Question

Figure shows two capacitors of capacitance $2\, \mu F$ and $4 \,\mu F$ and a cell of $90\, V$. The switch $k$ is such that when it is in position $1$ , the circuit $A B C D$ is closed and when it is in position $2$, the circuit $B C E F$ is closed. The resistance of both the circuits is negligible so that the capacitor gets fully charged instantly. Initially, the switch is in position $1$. Then it is turned in position $2$. This makes one cycle. It is then again turned in position $1$ and then in position $2$. Now two cycles are completed.
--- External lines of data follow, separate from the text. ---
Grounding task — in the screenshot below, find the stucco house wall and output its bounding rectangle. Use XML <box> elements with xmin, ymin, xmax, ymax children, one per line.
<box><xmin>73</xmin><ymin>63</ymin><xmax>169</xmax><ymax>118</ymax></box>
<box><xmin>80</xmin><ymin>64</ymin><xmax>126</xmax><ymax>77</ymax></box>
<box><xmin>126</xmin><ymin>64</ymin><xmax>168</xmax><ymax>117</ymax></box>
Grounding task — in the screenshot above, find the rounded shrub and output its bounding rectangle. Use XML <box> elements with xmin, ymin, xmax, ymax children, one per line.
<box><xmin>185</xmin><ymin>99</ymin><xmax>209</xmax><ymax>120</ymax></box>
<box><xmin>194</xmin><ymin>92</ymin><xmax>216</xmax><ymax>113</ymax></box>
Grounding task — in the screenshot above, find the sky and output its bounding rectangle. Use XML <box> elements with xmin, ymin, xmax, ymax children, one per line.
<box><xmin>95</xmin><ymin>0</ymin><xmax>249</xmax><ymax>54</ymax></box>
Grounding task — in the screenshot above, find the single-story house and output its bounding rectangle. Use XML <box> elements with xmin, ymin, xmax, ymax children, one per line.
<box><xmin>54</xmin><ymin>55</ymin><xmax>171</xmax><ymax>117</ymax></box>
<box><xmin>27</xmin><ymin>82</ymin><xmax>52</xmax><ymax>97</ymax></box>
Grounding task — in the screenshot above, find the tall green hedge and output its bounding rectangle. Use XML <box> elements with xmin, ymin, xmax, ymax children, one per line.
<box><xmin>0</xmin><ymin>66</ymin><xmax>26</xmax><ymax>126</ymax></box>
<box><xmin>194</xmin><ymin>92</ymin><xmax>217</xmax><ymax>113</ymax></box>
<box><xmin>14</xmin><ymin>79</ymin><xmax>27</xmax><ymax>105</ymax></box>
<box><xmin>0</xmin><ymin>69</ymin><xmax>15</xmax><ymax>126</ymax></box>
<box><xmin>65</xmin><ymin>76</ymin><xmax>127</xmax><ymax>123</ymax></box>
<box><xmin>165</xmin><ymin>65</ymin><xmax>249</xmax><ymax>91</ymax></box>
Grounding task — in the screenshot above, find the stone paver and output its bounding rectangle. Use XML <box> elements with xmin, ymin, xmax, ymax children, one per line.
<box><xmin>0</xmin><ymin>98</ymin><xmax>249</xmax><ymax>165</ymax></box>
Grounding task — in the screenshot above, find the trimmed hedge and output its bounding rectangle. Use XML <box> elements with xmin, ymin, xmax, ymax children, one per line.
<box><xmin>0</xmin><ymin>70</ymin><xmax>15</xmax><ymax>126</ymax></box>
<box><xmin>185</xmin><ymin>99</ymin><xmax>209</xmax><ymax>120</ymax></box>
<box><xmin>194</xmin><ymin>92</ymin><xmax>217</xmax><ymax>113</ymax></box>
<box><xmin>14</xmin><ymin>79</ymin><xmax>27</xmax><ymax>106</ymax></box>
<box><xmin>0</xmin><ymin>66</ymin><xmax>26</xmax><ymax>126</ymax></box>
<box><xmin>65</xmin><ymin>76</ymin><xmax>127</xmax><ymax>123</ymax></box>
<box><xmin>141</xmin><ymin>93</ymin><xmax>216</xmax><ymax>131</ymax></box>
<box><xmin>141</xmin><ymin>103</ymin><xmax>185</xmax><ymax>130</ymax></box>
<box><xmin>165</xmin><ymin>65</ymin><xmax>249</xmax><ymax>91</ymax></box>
Find the charge (in $\times 10^{2} \mu C$ ) on the capacitor of capacitance $4 \,\mu F$ after two cycles.

Answer 1

Initially when key $k$ is in position $1$ , charge on $C_{1}$ is
$Q_{1}=180 \,\mu C$

As the key is pushed to position $2, C_{1}$ and $C_{2}$ are in parallel
$\therefore$ Charge on $C_{2}$ is $q_{2}=C_{2}\left(\frac{\text { net charge on } C_{1} \& C_{2}}{C_{1}+C_{2}}\right)$
$=4 \times \frac{180}{6}=120\, \mu C$
Again when key $k$ is pushed position $1$ , charge on $C_{1}$ is
$Q_{1}=180\, \mu C$
As the key is again pushed to position $2$, charge on
$\therefore $ Charge on $ C_{2} $ is $ q_{2} =C_{2}\left(\frac{\text { net charge on } C_{1} \& C_{2}}{C_{1}+C_{2}}\right) $
$=4 \times \frac{180+120}{6}=200\, \mu C$